O Ministério Público de Contas do Espírito Santo (MPC-ES) protocolou Representação pedindo a suspensão do Edital de Convocação Pública 001/2025, lançado pela Prefeitura de Serra para a seleção de organizações sociais para assumir a gestão da Unidade de Pronto Atendimento (UPA) de Serra Sede. O órgão ministerial aponta diversas irregularidades que afrontam a Constituição Federal e o ordenamento jurídico, colocando em risco a moralidade administrativa, a eficiência e o direito fundamental à saúde.

A Representação (Processo 5806/2025) foi conhecida pelo conselheiro Luiz Carlos Ciciliotti, relator do caso, em decisão publicada nesta quinta-feira (31), no Diário Oficial de Contas. Na mesma decisão, o relator determinou a notificação do prefeito da Serra, Weverson Meireles, e do secretário municipal de Saúde, Diogo Cosme, para se manifestarem no prazo de cinco dias, para somente depois disso analisar o pedido cautelar feito pelo órgão ministerial.

Ela foi proposta pelo MPC-ES após análise do procedimento licitatório, cuja cópia integral foi remetida pela Promotoria de Justiça da Serra, após a conclusão de inquérito civil sobre os fatos, com o pedido para que o órgão ministerial com atuação no Tribunal de Contas do Estado (TCE-ES) adotasse as providências cabíveis.

Irregularidades

Conforme consta nos autos, o edital foi publicado em 30 de dezembro de 2024, antes de qualquer submissão ao Conselho Municipal de Saúde da Serra (CMSS), configurando um “ato jurídico dependente” praticado sem a condição de validade exigida pela legislação. O CMSS somente se manifestou sobre o edital em 24 de fevereiro de 2025, por meio da Resolução 677, em que foi contrário à terceirização da UPA Serra Sede.

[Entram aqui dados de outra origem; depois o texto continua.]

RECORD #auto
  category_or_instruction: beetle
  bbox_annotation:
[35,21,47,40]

Segundo o MPC-ES, a decisão de terceirizar a UPA, sendo uma alteração estratégica na política de saúde, depende de aprovação prévia do Conselho. A manifestação contrária do CMSS confirma a irregularidade e demonstra que o órgão de controle social reprova a medida do Executivo municipal.

A Prefeitura da Serra alegou suposta melhora na eficiência e economicidade com a terceirização. Todavia, o órgão ministerial aponta dados que indicam o contrário: a UPA Serra Sede, sob gestão direta municipal, apresenta desempenho superior às unidades geridas por organizações sociais. Em 2024, a UPA de Serra Sede realizou 194.491 atendimentos, superando significativamente as UPAs de Castelândia e Carapina, ambas geridas por Organizações Sociais.

Na prática, os dados demonstram que a gestão direta municipal da UPA de Serra Sede não apenas funciona adequadamente, mas supera em desempenho as unidades já terceirizadas, questionando fundamentalmente a racionalidade da decisão administrativa”. (Trecho da Representação 5806/2025)

O MPC-ES aponta um desvio de finalidade, com indício de que a motivação real seria a exclusão dos custos da UPA do orçamento municipal, numa tentativa de maquiagem fiscal. Além disso, foram indicadas inconsistências dos dados apresentados pelo município à Promotoria de Justiça para justificar a terceirização.

Exigências restritivas no edital

Além das irregularidades relacionadas ao ato administrativo que iniciou o processo de terceirização, o Ministério Público de Contas aponta diversas restrições no conteúdo do edital, as quais comprometem os princípios da livre concorrência, isonomia e busca pela proposta mais vantajosa.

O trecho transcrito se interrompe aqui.